R: The first time I heard the demos that Robohands sent us, and all of the hairs on my arm stood on end. When you get that kind of response from music, then you know you’re onto something special. Or like when I first stumbled across Aver’s Bandcamp page years back to check one of his beat projects and was instantly transported back in time to an era when Mo’ Wax was releasing incredible hip-hop/trip-hop records. Aver’s broken drum programming is incredible.
Village Live’s catalog is quite diverse. From a jazz album like Robohands’ Green to a more traditional jazz-hop album by Gas-Lab & Traum Diggs, to name a few examples. Where do you put Village Live Records on the musical spectrum?
JD: I’d definitely say labels like Stones Throw and Mo’ Wax are an inspiration and proof that you don’t need to stick to one specific genre or sound and that a label can play the role of a tastemaker. We both listen to a wide range of different genres and try to reflect this with our output. Often our releases will suit the time of year we drop them too. We try to drop the darker, heavier stuff in winter and the smooth, easier-on-the-ear stuff in Spring/Summer.
R: Anything goes as far as I’m concerned! There are very few genres of music that I don’t like. I dream of the day somebody sends us a Nu-Metal album that sounds like Korn from 1998 [laughs].
What are your time management secrets? How do you manage to work, make music AND run a label?!
R: As I make music full time as well as the label, my time can often be quite limited. If it wasn’t for my diary, I’m not sure what I would do, really. I’m forever writing things down that need to be done. Aside from that, Joe and I live 150 miles from each other, so we speak every day on messenger to check what needs to be done. The secret would just be to communicate and crack on while working around each other’s different schedules.
Are you a record collector yourself? How does your collection look like?
JD: By working in a record shop and running a label I’m constantly exposed to a lot of records. That’s both a gift and a curse. My records are mostly kept in a spare room but at the moment spill out into the hallway and living room.
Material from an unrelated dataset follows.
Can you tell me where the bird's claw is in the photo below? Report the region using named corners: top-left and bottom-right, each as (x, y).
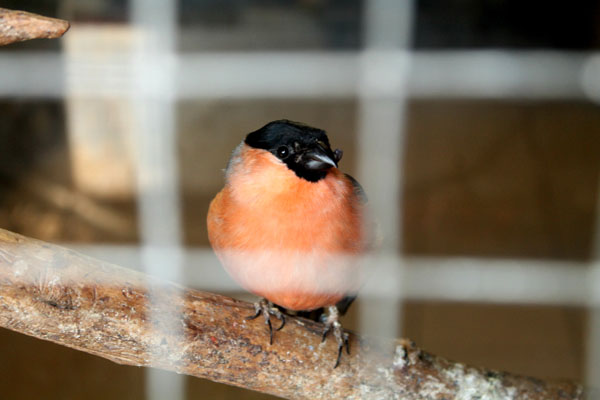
top-left (321, 306), bottom-right (350, 368)
top-left (246, 298), bottom-right (285, 345)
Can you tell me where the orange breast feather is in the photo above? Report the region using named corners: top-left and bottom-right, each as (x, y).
top-left (207, 145), bottom-right (364, 311)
There’s currently about 4.000-5.000 in there. Mostly made up of jazz, funk, soul, prog, soundtracks–and I’m constantly searching for drum breaks so that section’s ever-expanding, and of course there’s a lot of hip-hop in the stash.
R: I wouldn’t class myself as a collector as such. But I do have a fair few records of various genres. I’ve been buying records since about 1998 when I was 17 years old. It all started with buying indie/rock 7”s. Over the years that developed into metal, hip-hop, drum and bass. And anything I could find in charity shops that I could sample for my own music production. I would say now I probably have over a thousand records that I keep in my studio.